Single by Missy Higgins

from the album The Sound of White
- B-side: "Drop the Mirror"; "Blind Winter"; "You Just Like Me Cause I'm Good in Bed";
- Released: 4 April 2005
- Length: 3:25
- Label: Eleven: A Music Company
- Songwriter: Missy Higgins
- Producer: Mitchell Froom

Missy Higgins singles chronology
| "Ten Days" (2004) | "The Special Two" (2005) | "The Sound of White" (2005) |

= The Special Two =

2005 single by Missy Higgins

"The Special Two" is a song by Australian singer-songwriter Missy Higgins and the third single released from her debut album, The Sound of White. The song was also included on her 2003 debut EP, The Missy Higgins EP, although re-recorded for the studio album. Higgins said of the lyrics, "Basically I made a big mistake [...] I fell into a lump of depression, locking myself out the back in the bungalow. After a couple of days I came up with the song. I played it to that person and it was therapeutic. It was a good sorry letter." In June 2018, Higgins revealed in The Weekend Age that the song was an apology to her older sister, who also liked a boy that she liked but ended up going out with Higgins.
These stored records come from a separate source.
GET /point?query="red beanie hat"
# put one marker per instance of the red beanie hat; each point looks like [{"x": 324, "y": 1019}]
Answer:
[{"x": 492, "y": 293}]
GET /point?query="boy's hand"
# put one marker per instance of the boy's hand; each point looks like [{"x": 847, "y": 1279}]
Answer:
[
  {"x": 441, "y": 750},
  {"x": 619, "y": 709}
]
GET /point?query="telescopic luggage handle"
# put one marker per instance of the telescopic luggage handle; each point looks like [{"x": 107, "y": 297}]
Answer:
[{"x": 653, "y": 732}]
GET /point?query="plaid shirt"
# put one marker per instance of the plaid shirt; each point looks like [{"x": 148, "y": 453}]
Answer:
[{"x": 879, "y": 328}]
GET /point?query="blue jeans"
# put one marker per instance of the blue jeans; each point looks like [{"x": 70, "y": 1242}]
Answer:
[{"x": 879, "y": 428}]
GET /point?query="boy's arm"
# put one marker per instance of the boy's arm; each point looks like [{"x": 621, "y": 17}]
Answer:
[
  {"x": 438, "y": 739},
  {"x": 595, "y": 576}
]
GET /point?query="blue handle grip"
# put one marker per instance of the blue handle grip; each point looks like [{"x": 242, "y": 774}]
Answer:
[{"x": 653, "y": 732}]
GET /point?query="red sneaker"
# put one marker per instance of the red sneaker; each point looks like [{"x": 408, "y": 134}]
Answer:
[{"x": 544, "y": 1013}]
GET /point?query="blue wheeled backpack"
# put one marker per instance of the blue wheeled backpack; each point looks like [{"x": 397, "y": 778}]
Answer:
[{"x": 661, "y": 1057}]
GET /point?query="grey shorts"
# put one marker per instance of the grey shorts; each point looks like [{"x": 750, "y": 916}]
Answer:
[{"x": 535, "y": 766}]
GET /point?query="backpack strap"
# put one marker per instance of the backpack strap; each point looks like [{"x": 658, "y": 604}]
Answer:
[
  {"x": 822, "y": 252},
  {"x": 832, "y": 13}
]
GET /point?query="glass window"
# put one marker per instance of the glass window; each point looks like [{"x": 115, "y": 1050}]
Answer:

The single was released in Australia on 4 April 2005 as The Special Two EP, and it entered the ARIA Singles Chart at number two. One of the B-sides featured with the single is a cover of the Skyhooks song "You Just Like Me Cause I'm Good in Bed". Higgins invited her sister to the concert when she first played it 'for someone in the crowd tonight', and her sister cried. At the 2005 ARIA Music Awards, the song was nominated for Single of the Year and Highest Selling Single, losing to Ben Lee's "Catch My Disease" and Anthony Callea's "The Prayer", respectively. In 2025, the song placed 52 on the Triple J Hottest 100 of Australian Songs.

==Track listing==
Australian CD single
1. "The Special Two" – 4:26
2. "Drop the Mirror" – 4:35
3. "Blind Winter" – 3:19
4. "You Just Like Me Cause I'm Good in Bed" – 2:45

==Charts==

===Weekly charts===

| Chart (2005) | Peak position |
|---|---|
| Australia (ARIA) | 2 |

===Year-end charts===

| Chart (2005) | Position |
|---|---|
| Australia (ARIA) | 28 |

==Certifications==

| Region | Certification | Certified units/sales |
| Australia (ARIA) | 2× Platinum | 140,000^{‡} |
^{‡} Sales+streaming figures based on certification alone.